Karolinska Institute published a 10-year implementation study of clinical genome sequencing for rare diseases, GenomeWeb and 360Dx reported. The study arrives alongside multiple datasets that quantify diagnostic yields and platform limitations for genomic testing in clinical practice.
A meta-analysis of 102 studies covering 55,752 children with global developmental delay or intellectual disability found whole exome sequencing delivered a pooled diagnostic yield of 37% (95% CI: 33–41%), with superior diagnostic and clinical utility compared to chromosomal microarray, according to the study. The figure gives payers a benchmark for first-tier testing decisions in pediatric rare disease workups.
Foundation Medicine's FoundationOne Liquid CDx detected H3K27M mutations in diffuse midline glioma at 2.8% versus 92.2% for the tissue-based F1 CDx assay (p<0.01) across 114 patients, per the study. The gap reflects the blood-brain barrier's effect on circulating tumor DNA shedding and indicates liquid biopsy sensitivity limitations in central nervous system malignancies.
Oxford Nanopore Technologies received regulatory approval for its first diagnostic device in the UK and Europe. A study of nanopore sequencing for nontuberculous mycobacterial pulmonary disease diagnosis across 871 patients reported 93.3% sensitivity and 97.2% specificity with an AUC of 0.95, per the published data.

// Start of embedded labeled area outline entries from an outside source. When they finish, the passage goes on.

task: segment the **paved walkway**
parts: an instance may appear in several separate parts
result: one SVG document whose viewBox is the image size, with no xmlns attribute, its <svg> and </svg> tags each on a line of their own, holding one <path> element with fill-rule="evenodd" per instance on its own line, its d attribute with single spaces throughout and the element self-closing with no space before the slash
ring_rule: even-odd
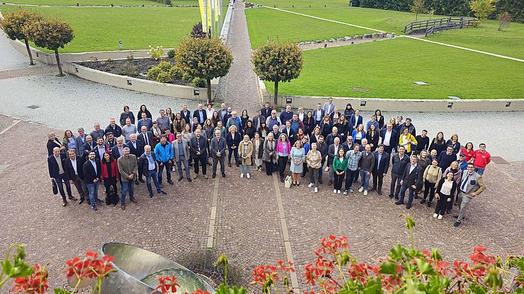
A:
<svg viewBox="0 0 524 294">
<path fill-rule="evenodd" d="M 260 108 L 258 78 L 253 71 L 251 47 L 247 30 L 244 3 L 234 4 L 227 45 L 233 52 L 233 64 L 229 73 L 222 78 L 219 85 L 219 99 L 237 110 L 239 113 L 246 109 L 254 114 Z"/>
</svg>

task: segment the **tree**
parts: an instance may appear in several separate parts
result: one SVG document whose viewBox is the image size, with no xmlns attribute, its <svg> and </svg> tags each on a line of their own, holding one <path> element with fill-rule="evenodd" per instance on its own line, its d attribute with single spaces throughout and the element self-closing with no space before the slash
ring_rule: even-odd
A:
<svg viewBox="0 0 524 294">
<path fill-rule="evenodd" d="M 62 72 L 60 58 L 58 56 L 58 48 L 64 48 L 64 46 L 74 37 L 71 25 L 59 19 L 48 19 L 26 26 L 24 33 L 29 40 L 35 42 L 35 45 L 55 51 L 59 75 L 64 76 Z"/>
<path fill-rule="evenodd" d="M 227 74 L 233 62 L 233 54 L 218 39 L 186 37 L 178 44 L 175 60 L 183 71 L 206 81 L 209 103 L 211 80 Z"/>
<path fill-rule="evenodd" d="M 298 78 L 302 69 L 302 52 L 298 45 L 291 43 L 269 42 L 255 49 L 251 61 L 255 73 L 263 81 L 275 83 L 274 107 L 277 107 L 278 83 Z"/>
<path fill-rule="evenodd" d="M 25 43 L 25 49 L 29 55 L 30 64 L 34 65 L 33 54 L 29 47 L 29 41 L 23 29 L 26 25 L 30 25 L 38 21 L 42 20 L 42 16 L 36 12 L 18 10 L 7 13 L 4 16 L 4 19 L 0 20 L 0 27 L 7 34 L 11 40 L 23 40 Z"/>
<path fill-rule="evenodd" d="M 499 15 L 499 21 L 501 24 L 499 25 L 499 30 L 502 30 L 502 28 L 508 25 L 513 20 L 513 18 L 508 11 L 504 11 Z"/>
<path fill-rule="evenodd" d="M 497 0 L 473 0 L 469 2 L 469 8 L 473 14 L 479 20 L 487 18 L 495 11 Z"/>
<path fill-rule="evenodd" d="M 428 9 L 424 6 L 424 0 L 414 0 L 409 5 L 409 10 L 415 14 L 415 21 L 418 18 L 418 13 L 425 13 Z"/>
</svg>

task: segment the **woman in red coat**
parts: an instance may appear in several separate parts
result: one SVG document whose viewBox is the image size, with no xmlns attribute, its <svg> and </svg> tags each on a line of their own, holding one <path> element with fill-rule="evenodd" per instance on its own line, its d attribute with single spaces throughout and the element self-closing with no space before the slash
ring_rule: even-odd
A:
<svg viewBox="0 0 524 294">
<path fill-rule="evenodd" d="M 113 186 L 115 193 L 117 193 L 116 182 L 118 182 L 118 164 L 109 152 L 104 152 L 103 159 L 101 163 L 102 167 L 102 183 L 106 187 L 106 195 L 109 193 L 109 187 Z"/>
</svg>

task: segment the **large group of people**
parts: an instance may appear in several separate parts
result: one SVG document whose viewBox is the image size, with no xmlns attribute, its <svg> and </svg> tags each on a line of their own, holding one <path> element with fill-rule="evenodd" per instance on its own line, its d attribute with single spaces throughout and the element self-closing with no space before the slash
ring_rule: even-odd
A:
<svg viewBox="0 0 524 294">
<path fill-rule="evenodd" d="M 200 174 L 208 179 L 208 165 L 212 178 L 219 165 L 220 175 L 226 177 L 226 160 L 231 167 L 234 159 L 241 178 L 250 179 L 253 169 L 263 170 L 267 175 L 278 172 L 284 182 L 289 172 L 291 186 L 307 177 L 314 193 L 327 173 L 327 185 L 345 196 L 354 193 L 353 187 L 363 195 L 382 195 L 384 177 L 390 172 L 389 191 L 384 192 L 394 197 L 396 204 L 404 204 L 406 192 L 408 209 L 418 195 L 428 207 L 436 199 L 433 217 L 442 219 L 455 204 L 459 213 L 454 225 L 458 226 L 469 203 L 486 189 L 482 174 L 491 161 L 483 143 L 474 150 L 471 142 L 462 146 L 457 134 L 446 140 L 442 131 L 431 139 L 427 130 L 418 133 L 410 118 L 388 119 L 377 110 L 365 119 L 351 103 L 339 109 L 331 98 L 307 112 L 299 107 L 294 112 L 287 105 L 278 113 L 266 102 L 252 117 L 245 110 L 239 114 L 224 103 L 216 110 L 210 103 L 207 108 L 199 104 L 194 112 L 186 105 L 176 113 L 168 107 L 154 119 L 144 105 L 136 116 L 127 106 L 123 110 L 119 124 L 110 118 L 104 129 L 96 123 L 89 134 L 78 128 L 76 136 L 67 130 L 62 141 L 49 134 L 49 174 L 63 206 L 66 192 L 69 199 L 77 200 L 72 184 L 79 203 L 86 201 L 96 211 L 100 183 L 107 194 L 117 193 L 120 182 L 125 209 L 127 194 L 137 202 L 134 186 L 139 182 L 146 182 L 150 197 L 152 182 L 157 194 L 166 194 L 164 170 L 170 184 L 174 184 L 172 172 L 178 172 L 178 182 L 190 182 Z"/>
</svg>

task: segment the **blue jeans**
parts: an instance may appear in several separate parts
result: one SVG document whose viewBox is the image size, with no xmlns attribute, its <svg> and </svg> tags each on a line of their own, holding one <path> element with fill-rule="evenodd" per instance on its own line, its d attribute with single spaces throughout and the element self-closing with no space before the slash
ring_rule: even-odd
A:
<svg viewBox="0 0 524 294">
<path fill-rule="evenodd" d="M 57 186 L 58 187 L 58 191 L 60 192 L 60 196 L 62 196 L 62 200 L 66 201 L 65 198 L 65 192 L 64 192 L 64 185 L 62 184 L 62 181 L 64 183 L 65 183 L 66 185 L 66 192 L 67 192 L 67 196 L 71 197 L 73 194 L 71 193 L 71 184 L 69 184 L 69 181 L 67 180 L 67 179 L 65 177 L 65 174 L 58 175 L 58 177 L 55 178 L 55 180 L 57 181 Z"/>
<path fill-rule="evenodd" d="M 98 199 L 98 186 L 100 182 L 96 183 L 86 183 L 87 189 L 89 191 L 89 202 L 91 206 L 95 206 L 95 200 Z"/>
<path fill-rule="evenodd" d="M 353 179 L 358 175 L 358 170 L 351 170 L 349 168 L 346 171 L 346 189 L 349 190 L 353 184 Z"/>
<path fill-rule="evenodd" d="M 249 165 L 240 165 L 240 173 L 241 174 L 244 173 L 244 166 L 246 167 L 246 173 L 249 174 Z"/>
<path fill-rule="evenodd" d="M 360 182 L 362 182 L 360 187 L 368 190 L 370 187 L 370 175 L 368 175 L 368 170 L 360 170 Z"/>
<path fill-rule="evenodd" d="M 125 194 L 129 190 L 129 199 L 135 198 L 135 181 L 127 180 L 127 182 L 122 182 L 122 199 L 120 203 L 125 204 Z"/>
<path fill-rule="evenodd" d="M 164 167 L 166 167 L 166 174 L 167 174 L 167 180 L 171 181 L 171 164 L 169 163 L 169 161 L 166 161 L 165 163 L 162 163 L 162 165 L 159 165 L 159 183 L 162 183 L 162 174 L 164 173 Z"/>
<path fill-rule="evenodd" d="M 151 187 L 151 179 L 153 179 L 154 187 L 156 188 L 156 192 L 160 193 L 162 189 L 160 189 L 160 184 L 159 184 L 159 177 L 156 174 L 156 170 L 149 170 L 146 174 L 146 184 L 147 185 L 147 191 L 149 192 L 149 196 L 153 195 L 153 189 Z"/>
<path fill-rule="evenodd" d="M 415 189 L 411 186 L 408 187 L 406 184 L 403 184 L 402 187 L 400 187 L 400 197 L 399 198 L 399 201 L 404 202 L 404 198 L 406 196 L 406 190 L 407 189 L 409 189 L 409 198 L 408 198 L 407 205 L 411 206 L 413 202 L 413 196 L 415 195 Z"/>
</svg>

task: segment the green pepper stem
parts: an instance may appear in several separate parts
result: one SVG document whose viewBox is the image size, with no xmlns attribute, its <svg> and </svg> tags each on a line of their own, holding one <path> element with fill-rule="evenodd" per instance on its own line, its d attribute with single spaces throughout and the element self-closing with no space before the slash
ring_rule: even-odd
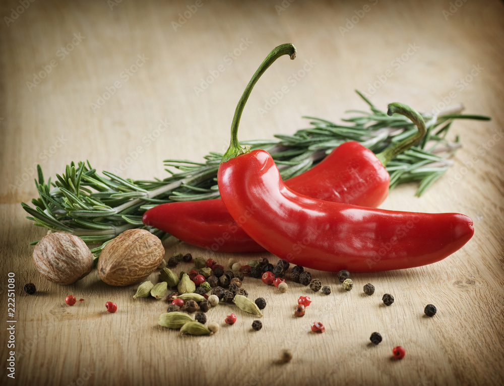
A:
<svg viewBox="0 0 504 386">
<path fill-rule="evenodd" d="M 224 157 L 222 157 L 221 162 L 225 162 L 229 161 L 231 158 L 240 155 L 240 154 L 246 154 L 250 151 L 249 147 L 245 147 L 245 148 L 240 146 L 238 142 L 238 126 L 240 124 L 240 118 L 241 117 L 241 113 L 243 112 L 245 104 L 247 103 L 248 96 L 252 92 L 254 86 L 259 80 L 264 72 L 268 70 L 268 68 L 271 66 L 275 61 L 283 55 L 288 55 L 290 58 L 294 59 L 296 57 L 296 47 L 290 43 L 281 44 L 278 47 L 276 47 L 270 52 L 264 61 L 261 63 L 259 68 L 257 69 L 256 73 L 252 76 L 247 87 L 245 88 L 241 98 L 238 102 L 236 106 L 236 109 L 234 111 L 234 116 L 233 117 L 233 123 L 231 125 L 231 142 L 229 144 L 229 147 L 226 153 L 224 153 Z"/>
<path fill-rule="evenodd" d="M 404 115 L 411 119 L 416 125 L 418 131 L 413 137 L 407 138 L 397 145 L 391 146 L 381 153 L 376 154 L 378 159 L 382 161 L 382 163 L 384 166 L 398 154 L 400 154 L 418 143 L 427 133 L 425 129 L 425 122 L 423 120 L 423 118 L 418 112 L 413 110 L 409 106 L 398 102 L 391 103 L 389 105 L 389 109 L 387 113 L 389 115 L 392 115 L 395 113 Z"/>
</svg>

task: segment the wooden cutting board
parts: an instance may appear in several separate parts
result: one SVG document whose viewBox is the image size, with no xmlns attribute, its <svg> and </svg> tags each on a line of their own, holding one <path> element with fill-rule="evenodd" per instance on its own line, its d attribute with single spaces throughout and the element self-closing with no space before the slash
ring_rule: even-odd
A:
<svg viewBox="0 0 504 386">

A meta-analysis of 13 multi-cancer early detection studies covering 14,892 participants found machine learning models achieved pooled sensitivity of 78% (95% CI: 66–87%) and specificity of 96% (95% CI: 90–98%), with summary AUC of 0.94 and diagnostic odds ratio of 76.6 in independent validation datasets, according to the analysis. The wide sensitivity confidence interval indicates heterogeneity across cancer types.
Additional studies reported a DNA methylation test (WID-qEC) detected recurrent endometrial cancer in 62.5% of cervico-vaginal samples and 58.8% of urine samples, per the research. The CHARM2 randomized controlled trial is enrolling 1,000 participants with hereditary cancer syndromes to compare cell-free DNA screening against conventional surveillance, per the trial record.